The Smell of Molten Projects in the Morning

Ed Nisley's Blog: Shop notes, electronics, firmware, machinery, 3D printing, laser cuttery, and curiosities. Contents: 100% human thinking, 0% AI slop.

Category: Photography & Images

Taking & making images.

  • Garter Snake: Garbage Can Guardian

    Garter Snake: Garbage Can Guardian

    A garter snake has taken up residence under our garbage can and is startled when I wheel it away:

    Garter snake on the alert
    Garter snake on the alert

    This week it was curled into a compact bundle:

    Garter snake in compact mode
    Garter snake in compact mode

    The blue eyes indicate it’s in the process of shedding its skin, so next week we’ll have an even bigger and shinier guardian.

    Shedding one’s skin apparently requires a great deal of thought, as it remained in that pose while I fetched Mary, then moved deliberately off into the leaf litter behind the can.

    The small rodent population around here has definitely declined: garter snakes are murder on field mice and the hawks are taking out the chipmunks.

    Go, snake, go!

  • Onion Maggot Fly vs.

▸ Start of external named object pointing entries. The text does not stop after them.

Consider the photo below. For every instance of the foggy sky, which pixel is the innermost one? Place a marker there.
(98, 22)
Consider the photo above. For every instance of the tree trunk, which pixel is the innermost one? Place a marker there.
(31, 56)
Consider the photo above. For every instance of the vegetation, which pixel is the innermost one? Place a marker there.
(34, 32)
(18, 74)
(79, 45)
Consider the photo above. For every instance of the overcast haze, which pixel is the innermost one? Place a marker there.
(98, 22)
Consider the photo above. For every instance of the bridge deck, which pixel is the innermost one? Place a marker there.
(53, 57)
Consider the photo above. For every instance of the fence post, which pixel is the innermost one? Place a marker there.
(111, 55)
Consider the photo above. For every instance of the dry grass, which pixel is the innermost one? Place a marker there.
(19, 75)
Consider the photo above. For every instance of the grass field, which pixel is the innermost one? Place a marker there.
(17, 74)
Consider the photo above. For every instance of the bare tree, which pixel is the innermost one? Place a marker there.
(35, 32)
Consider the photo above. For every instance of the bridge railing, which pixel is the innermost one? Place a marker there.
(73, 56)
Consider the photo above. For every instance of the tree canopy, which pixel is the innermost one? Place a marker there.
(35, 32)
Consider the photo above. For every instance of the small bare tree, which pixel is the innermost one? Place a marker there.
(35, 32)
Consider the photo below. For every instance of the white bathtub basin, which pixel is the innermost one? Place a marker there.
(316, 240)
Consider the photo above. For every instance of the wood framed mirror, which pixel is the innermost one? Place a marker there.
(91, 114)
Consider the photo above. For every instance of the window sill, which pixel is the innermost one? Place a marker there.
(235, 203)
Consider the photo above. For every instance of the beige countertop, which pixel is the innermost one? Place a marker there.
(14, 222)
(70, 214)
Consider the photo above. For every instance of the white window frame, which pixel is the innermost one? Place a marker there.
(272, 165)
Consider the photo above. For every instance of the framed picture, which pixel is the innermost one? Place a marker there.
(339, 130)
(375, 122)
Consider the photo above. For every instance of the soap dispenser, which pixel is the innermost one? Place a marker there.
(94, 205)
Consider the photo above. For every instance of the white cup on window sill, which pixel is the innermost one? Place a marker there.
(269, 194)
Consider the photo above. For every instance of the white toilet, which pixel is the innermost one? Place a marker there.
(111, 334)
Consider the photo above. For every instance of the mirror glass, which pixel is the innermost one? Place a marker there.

Sticky Traps: Season 3 Finale

    Onion Maggot Fly vs. Sticky Traps: Season 3 Finale

    The six sticky traps guarding Mary’s onion beds in her Vassar Community Gardens plots collected this assortment of critter and mulch from mid-July through mid-August, when she harvested the last of the crop:

    • VCCG Onion Maggot Trap A
    • VCCG Onion Maggot Trap B
    • VCCG Onion Maggot Trap C
    • VCCG Onion Maggot Trap D
    • VCCG Onion Maggot Trap E
    • VCCG Onion Maggot Trap F

    The labels do not match those on the first set through mid-July, because I don’t care quite enough to keep track of them.

    The traps don’t collect many onion maggot flies, which suggests that a little control goes a long way. As far as she’s concerned, these traps work very well, because the crop has very little maggot damage.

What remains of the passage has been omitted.